Most users were tweeting #Censususkenya2019 while in Kenya -especially Nairobi.

users %>% 
  dplyr::select(screen_name) %>%
  count(screen_name, sort = TRUE) %>%
  top_n(15) %>%
  ggplot(users, mapping = aes(reorder(screen_name, n), n)) +
    geom_bar(stat = 'identity', aes(fill=screen_name), show.legend = FALSE)  +
    labs(title="Top users in #Censuskenya2019 tweets", x="Screen Names", y="Count")+  
    coord_flip()

## Selecting by n

I was expecting KNBS account to be among the top looks like they’ve not been active in #Censuskenya2019 tweets.

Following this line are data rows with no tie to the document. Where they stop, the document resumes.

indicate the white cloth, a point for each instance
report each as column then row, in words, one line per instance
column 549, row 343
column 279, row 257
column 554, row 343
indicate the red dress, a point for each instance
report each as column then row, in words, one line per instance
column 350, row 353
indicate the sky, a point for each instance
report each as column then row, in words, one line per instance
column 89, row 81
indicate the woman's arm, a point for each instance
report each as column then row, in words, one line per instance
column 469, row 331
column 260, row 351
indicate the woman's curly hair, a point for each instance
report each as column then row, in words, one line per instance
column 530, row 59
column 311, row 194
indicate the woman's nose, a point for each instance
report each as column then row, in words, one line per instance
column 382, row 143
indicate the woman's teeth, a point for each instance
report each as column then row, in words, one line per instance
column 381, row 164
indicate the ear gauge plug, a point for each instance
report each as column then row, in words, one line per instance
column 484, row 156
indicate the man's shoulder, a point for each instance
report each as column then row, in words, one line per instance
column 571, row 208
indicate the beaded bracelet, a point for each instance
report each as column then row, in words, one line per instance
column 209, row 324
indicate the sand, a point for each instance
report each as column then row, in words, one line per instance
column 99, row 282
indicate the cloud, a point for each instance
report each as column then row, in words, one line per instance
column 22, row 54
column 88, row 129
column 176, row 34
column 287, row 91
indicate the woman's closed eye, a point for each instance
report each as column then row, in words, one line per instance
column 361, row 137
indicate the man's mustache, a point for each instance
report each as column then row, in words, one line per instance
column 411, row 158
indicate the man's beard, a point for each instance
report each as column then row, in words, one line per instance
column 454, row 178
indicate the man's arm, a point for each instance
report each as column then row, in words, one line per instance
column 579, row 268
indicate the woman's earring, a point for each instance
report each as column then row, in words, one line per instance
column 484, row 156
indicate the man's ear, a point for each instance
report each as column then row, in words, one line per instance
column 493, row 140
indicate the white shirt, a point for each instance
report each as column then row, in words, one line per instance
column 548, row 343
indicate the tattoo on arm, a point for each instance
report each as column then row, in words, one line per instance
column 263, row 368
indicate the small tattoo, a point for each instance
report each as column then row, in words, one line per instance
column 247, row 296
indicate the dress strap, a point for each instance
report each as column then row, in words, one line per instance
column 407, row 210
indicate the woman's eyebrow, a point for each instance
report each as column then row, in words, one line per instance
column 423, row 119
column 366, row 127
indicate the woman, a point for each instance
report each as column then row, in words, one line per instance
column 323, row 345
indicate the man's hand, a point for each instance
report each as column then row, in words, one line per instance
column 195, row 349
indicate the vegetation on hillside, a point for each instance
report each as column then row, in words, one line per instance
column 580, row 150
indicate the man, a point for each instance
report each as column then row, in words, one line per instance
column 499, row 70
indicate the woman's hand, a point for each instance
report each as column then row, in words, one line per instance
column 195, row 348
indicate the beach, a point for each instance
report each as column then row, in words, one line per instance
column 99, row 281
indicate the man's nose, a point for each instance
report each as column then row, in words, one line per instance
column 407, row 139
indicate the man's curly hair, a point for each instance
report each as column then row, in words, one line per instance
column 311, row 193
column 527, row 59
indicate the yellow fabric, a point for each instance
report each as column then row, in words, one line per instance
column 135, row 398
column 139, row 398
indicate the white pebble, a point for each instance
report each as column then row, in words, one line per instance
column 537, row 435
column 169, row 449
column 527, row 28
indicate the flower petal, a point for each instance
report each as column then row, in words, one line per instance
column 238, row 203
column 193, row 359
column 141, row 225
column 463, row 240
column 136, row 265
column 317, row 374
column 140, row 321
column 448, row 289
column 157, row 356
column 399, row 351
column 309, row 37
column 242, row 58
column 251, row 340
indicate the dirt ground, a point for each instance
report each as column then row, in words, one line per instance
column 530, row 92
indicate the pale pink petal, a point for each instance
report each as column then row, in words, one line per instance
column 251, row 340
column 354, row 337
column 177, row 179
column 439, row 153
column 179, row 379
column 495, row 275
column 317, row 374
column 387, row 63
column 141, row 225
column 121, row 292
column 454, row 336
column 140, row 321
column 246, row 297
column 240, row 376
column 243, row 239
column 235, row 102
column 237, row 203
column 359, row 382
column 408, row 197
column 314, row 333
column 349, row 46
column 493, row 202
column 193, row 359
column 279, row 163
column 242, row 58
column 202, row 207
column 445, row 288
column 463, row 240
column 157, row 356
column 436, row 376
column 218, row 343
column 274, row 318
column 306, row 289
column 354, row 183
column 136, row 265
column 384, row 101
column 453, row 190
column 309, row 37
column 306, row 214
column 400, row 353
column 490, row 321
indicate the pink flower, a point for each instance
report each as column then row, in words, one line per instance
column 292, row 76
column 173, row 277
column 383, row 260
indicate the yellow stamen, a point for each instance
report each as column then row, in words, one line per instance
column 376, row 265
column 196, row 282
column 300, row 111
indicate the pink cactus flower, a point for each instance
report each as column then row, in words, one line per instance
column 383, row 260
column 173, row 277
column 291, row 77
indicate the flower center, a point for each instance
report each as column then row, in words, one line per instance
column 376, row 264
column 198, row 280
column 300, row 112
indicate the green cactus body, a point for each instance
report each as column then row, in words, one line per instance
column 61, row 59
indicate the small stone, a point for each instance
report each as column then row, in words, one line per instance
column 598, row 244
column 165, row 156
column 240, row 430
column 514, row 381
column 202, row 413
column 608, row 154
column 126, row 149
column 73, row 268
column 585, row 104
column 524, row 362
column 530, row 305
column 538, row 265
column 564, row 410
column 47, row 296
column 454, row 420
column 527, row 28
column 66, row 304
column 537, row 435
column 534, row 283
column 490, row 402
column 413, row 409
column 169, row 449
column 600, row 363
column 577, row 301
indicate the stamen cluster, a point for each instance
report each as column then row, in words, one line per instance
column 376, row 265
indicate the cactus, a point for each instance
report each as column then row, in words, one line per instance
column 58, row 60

Users with verified account in #Censuskenya2019 tweets.

table(users$verified)

## 
## FALSE 
##     9

Only 15 user accounts are veified in the users data object.

users %>%
  count(verified, sort=TRUE) %>%
  mutate(perc = n * 100/nrow(users)) ->verified.users


ggplot(verified.users, aes(x="", y=perc, fill=verified))+
  geom_bar(width =1, stat = 'identity') +
  coord_polar("y", start=0)+
  labs(title = "Count of verified accounts in #Censuskenya2019 tweets")+
  geom_text(aes(y=(0.67*perc), label=sprintf("%0.0f%%", round(perc,2))), color="white")+
  theme_void()

Time series of #Censuskenya2019 tweets

ts_plot(censusKE, by="days")

From the time series plot a lot of activity is seen on the last day of Census 2019 in Kenya i.e between 30^th and 31^st of August 2019.